The first time we drove into Pigeon Forge, I was awed by the glitter and lights, delighted by the themed museums and curiously charmed by the emphasis on Scripture.
I still love the glitter and kitsch, and the architecture of the town’s many museums is fabulous. Yet this time the bold public exhortations to love God, trust Jesus and be saved felt hypocritical and vaguely threatening.
Each property along the main strip proclaims its faith more loudly than the last. While I admire the depth of their belief, to an outsider it seems like they’re trying to score points with God.

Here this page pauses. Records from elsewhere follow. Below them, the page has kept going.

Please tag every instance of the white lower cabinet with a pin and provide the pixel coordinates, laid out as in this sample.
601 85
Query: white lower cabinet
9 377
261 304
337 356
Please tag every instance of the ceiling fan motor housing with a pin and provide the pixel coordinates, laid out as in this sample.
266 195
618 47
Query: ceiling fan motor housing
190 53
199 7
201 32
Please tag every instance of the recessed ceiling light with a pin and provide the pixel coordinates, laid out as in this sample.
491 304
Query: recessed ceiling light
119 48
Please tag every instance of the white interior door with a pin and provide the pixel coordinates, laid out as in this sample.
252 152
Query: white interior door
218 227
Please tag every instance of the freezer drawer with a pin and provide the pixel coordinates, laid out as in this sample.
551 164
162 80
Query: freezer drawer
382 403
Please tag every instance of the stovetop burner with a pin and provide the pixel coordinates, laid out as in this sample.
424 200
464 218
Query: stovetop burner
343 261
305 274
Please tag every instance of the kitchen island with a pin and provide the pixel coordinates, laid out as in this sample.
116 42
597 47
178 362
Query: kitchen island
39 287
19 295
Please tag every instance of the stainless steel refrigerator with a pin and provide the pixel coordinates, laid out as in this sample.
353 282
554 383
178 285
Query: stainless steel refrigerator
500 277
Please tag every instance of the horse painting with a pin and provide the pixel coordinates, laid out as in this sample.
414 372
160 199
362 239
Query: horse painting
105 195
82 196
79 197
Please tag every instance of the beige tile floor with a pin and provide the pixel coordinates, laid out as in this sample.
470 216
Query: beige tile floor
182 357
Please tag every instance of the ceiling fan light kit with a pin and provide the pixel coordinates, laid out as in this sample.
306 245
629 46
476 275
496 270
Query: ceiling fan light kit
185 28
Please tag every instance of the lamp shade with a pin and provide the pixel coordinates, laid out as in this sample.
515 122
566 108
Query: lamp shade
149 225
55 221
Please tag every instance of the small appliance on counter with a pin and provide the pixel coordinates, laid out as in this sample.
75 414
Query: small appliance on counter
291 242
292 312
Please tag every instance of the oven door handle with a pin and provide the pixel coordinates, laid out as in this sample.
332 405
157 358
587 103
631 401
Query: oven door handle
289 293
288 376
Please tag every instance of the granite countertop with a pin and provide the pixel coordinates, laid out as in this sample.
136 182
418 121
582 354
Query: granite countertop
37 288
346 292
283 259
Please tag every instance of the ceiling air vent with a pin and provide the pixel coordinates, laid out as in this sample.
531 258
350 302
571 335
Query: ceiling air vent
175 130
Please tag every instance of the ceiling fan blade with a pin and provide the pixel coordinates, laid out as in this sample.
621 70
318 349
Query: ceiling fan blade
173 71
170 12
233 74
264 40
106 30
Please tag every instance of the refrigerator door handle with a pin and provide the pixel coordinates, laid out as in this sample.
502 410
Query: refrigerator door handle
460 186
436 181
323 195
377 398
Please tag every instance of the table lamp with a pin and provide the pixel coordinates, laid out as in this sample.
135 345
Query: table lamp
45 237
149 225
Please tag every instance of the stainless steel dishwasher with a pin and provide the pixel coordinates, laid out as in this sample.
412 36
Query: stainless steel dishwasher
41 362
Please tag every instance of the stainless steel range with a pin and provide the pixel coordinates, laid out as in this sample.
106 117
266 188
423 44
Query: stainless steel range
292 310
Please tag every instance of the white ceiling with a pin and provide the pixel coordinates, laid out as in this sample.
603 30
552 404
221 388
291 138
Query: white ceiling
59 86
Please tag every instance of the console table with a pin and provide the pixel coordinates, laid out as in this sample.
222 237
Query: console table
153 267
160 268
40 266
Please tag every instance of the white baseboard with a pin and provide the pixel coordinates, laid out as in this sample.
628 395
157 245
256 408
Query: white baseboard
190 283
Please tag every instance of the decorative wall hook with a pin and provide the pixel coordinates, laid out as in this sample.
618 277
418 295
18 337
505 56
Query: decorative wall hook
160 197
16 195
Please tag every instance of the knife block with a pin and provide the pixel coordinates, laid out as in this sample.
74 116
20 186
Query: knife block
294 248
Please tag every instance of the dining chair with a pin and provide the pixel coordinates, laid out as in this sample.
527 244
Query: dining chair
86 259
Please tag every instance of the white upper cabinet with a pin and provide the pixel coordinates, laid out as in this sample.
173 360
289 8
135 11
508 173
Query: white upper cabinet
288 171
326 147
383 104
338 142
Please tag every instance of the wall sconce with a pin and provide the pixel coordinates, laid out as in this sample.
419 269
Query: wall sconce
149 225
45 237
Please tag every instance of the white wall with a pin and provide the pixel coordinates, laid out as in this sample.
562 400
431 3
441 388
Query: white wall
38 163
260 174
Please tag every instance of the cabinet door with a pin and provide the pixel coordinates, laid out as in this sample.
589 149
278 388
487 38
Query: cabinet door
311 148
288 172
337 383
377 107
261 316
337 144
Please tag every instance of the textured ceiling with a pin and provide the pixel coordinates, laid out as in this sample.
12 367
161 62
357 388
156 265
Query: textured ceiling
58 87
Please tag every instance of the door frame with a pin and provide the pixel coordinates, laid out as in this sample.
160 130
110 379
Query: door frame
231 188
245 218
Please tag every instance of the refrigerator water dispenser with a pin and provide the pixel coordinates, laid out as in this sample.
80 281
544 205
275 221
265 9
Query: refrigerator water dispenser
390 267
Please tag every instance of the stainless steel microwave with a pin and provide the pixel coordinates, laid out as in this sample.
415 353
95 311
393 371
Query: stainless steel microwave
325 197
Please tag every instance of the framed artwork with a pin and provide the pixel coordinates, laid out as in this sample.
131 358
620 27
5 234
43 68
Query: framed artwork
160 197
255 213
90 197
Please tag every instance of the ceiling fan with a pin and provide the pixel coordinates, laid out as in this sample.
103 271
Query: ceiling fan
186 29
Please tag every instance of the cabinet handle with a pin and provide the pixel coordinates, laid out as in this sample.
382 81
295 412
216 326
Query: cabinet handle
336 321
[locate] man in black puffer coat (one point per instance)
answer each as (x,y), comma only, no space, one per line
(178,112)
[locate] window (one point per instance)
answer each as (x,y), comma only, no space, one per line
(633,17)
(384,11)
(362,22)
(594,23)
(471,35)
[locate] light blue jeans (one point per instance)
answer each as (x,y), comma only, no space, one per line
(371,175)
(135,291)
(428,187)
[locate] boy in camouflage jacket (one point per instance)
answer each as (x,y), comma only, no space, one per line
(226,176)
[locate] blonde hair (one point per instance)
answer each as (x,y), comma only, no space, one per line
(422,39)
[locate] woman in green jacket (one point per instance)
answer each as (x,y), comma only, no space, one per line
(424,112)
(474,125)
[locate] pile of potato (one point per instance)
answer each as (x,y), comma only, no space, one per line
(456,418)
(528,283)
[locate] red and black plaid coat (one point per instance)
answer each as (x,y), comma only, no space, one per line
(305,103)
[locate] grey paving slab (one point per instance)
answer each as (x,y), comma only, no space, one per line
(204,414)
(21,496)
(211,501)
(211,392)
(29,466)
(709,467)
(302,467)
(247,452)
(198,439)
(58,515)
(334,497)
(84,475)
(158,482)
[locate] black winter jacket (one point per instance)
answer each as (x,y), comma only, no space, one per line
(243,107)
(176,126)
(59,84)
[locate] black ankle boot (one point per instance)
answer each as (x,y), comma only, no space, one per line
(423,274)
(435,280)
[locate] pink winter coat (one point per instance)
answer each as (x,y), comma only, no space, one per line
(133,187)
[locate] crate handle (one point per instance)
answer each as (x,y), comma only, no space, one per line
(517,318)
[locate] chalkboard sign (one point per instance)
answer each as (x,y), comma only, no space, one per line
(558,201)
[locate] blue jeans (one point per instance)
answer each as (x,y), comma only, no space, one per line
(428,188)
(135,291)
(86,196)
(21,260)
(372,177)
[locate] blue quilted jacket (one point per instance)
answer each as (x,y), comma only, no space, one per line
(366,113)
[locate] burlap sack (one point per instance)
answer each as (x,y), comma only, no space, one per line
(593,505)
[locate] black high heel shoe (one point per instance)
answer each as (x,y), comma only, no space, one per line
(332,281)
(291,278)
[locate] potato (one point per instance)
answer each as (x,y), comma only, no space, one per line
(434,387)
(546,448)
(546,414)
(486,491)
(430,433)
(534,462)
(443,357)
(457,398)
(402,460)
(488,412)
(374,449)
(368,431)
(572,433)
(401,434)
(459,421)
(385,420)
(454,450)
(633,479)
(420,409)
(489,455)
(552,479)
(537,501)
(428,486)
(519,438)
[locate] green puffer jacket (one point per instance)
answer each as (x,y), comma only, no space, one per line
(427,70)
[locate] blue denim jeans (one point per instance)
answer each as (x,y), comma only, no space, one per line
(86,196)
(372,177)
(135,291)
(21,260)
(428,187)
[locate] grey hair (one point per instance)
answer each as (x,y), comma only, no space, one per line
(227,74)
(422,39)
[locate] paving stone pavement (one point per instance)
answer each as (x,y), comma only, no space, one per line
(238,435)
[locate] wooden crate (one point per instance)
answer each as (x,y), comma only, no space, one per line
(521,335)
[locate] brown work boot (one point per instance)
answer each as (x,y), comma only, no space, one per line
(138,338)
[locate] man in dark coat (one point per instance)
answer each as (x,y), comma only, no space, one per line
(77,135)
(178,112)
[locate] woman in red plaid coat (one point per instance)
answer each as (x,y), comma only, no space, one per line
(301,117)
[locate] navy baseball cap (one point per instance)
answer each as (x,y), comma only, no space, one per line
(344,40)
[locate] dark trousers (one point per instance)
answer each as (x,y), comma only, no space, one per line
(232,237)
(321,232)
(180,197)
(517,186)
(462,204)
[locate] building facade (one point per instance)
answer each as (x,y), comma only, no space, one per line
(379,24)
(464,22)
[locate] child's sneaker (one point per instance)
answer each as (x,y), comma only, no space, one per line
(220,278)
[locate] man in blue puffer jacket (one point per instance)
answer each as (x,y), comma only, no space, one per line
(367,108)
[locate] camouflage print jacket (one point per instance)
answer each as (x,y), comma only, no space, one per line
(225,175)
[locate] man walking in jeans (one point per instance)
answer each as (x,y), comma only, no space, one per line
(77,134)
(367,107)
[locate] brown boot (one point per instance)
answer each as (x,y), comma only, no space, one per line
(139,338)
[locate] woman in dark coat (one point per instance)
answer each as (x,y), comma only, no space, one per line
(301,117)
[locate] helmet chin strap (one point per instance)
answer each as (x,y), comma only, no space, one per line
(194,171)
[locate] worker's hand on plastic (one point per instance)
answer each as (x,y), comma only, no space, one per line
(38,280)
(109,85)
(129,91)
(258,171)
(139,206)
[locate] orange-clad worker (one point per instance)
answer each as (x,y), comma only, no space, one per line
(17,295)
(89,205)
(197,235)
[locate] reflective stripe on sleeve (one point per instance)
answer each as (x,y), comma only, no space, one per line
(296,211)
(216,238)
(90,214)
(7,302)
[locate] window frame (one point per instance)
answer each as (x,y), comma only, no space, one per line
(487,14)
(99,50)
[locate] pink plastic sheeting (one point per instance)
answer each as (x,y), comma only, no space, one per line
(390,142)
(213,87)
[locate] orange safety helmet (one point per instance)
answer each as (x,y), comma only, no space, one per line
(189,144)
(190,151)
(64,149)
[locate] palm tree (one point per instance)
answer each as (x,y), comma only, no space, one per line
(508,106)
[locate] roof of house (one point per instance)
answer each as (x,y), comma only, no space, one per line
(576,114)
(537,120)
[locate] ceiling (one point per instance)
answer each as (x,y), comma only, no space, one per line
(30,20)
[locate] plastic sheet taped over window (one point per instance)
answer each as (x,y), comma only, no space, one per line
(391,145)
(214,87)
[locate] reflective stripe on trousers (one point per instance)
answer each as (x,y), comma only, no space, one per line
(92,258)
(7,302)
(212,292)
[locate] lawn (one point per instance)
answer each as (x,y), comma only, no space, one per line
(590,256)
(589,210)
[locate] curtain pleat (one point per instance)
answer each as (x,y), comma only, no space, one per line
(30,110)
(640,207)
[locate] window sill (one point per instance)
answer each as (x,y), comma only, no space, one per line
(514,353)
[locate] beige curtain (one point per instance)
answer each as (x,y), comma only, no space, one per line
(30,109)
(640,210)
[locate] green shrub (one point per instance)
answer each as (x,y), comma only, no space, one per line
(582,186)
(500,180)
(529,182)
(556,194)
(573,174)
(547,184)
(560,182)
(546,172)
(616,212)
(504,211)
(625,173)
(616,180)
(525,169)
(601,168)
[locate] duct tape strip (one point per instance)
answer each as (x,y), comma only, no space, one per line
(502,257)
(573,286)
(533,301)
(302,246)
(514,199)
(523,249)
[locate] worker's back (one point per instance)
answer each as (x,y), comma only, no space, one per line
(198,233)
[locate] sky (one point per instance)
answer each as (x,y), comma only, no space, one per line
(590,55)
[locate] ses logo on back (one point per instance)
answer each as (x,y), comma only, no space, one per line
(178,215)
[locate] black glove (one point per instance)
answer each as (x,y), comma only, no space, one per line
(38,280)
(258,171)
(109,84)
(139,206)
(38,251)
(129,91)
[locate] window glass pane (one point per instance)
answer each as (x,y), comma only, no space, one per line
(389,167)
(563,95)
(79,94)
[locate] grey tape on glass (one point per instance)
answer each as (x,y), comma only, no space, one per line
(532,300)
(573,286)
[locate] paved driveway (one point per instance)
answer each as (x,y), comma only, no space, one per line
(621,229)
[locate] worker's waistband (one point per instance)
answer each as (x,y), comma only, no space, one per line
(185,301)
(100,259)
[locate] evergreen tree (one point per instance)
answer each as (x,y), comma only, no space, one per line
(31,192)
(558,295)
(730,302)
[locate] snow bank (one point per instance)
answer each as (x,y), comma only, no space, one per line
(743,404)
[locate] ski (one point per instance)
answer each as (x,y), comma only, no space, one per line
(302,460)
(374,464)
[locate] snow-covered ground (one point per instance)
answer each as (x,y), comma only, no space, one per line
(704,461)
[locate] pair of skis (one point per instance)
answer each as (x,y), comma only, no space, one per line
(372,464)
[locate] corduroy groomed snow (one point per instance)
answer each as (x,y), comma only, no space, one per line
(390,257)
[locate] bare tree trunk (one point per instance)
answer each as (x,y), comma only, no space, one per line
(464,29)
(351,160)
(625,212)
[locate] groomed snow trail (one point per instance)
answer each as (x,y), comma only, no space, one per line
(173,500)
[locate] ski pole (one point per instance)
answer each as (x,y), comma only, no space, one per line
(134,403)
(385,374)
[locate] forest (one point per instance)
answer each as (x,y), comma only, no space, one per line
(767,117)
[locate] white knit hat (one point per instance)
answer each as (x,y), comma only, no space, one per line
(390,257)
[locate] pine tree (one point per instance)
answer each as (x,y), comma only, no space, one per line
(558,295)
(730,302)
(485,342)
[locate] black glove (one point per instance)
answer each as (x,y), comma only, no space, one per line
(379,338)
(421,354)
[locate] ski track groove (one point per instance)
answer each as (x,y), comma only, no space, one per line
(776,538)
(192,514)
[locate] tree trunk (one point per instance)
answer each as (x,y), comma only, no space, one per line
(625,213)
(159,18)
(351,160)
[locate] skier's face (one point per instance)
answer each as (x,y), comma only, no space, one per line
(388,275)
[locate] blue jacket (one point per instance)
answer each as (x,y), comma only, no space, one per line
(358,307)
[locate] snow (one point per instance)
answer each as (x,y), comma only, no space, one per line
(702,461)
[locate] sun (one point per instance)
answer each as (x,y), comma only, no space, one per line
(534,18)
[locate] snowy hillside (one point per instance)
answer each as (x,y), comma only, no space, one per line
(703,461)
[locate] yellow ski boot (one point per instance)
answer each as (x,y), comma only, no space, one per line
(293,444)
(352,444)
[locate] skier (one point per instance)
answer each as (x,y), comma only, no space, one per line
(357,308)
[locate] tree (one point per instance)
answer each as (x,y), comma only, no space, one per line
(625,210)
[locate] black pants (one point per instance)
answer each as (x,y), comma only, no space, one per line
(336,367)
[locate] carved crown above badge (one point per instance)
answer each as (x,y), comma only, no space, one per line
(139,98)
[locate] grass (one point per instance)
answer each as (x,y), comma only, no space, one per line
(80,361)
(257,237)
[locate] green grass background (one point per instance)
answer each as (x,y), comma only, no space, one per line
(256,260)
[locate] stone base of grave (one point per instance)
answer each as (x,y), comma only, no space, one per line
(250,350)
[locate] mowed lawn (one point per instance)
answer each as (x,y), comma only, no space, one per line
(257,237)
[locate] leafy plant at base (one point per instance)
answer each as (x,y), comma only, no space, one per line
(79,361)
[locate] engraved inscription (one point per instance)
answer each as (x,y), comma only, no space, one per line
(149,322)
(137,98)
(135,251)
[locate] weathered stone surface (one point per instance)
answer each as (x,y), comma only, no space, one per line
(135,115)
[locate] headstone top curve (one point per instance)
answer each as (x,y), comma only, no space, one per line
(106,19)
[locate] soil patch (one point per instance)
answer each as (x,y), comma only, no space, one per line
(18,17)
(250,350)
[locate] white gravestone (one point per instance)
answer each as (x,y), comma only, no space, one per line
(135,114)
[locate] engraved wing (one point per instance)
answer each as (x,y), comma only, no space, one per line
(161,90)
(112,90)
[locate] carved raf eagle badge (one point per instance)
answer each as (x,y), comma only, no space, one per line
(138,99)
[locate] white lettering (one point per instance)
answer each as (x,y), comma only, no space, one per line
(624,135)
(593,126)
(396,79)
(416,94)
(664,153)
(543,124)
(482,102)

I seriously doubt some sinner will, one dark stormy night, crash his Trans Am into a lightpost outside yet another tacky tourist trap and have an honest-to-god come-to-Jesus moment because he regains consciousness under a storefront with two taxidermied bears and a giant JESUS SAVES sign.
Added to that is that most stores display or sell Confederate flags with the brazen sort of idolatry one can only wonder about.
What would Jesus do? Probably overturn some tables and call it a day.
The Christians I know are sincere and welcoming in their faith. Prayers and Scripture are offered unconditionally and without judgment. Godliness is not a competition.
Pigeon Forge hasn’t changed in the past five years, but I—an unbeliever still—have been changed by the gentle evangelizing of kind people who do not wag fingers or post road signs condemning my family and I to damnation.
Melani used Neil Gaiman’s American Gods to explain the death of this roadside attraction: “I mean when a place is less sacred than any other place. Of negative sacredness. Places where they can build no temples. Places where people will not come, and will leave as soon as they can. Places where gods only walk if they are forced to.”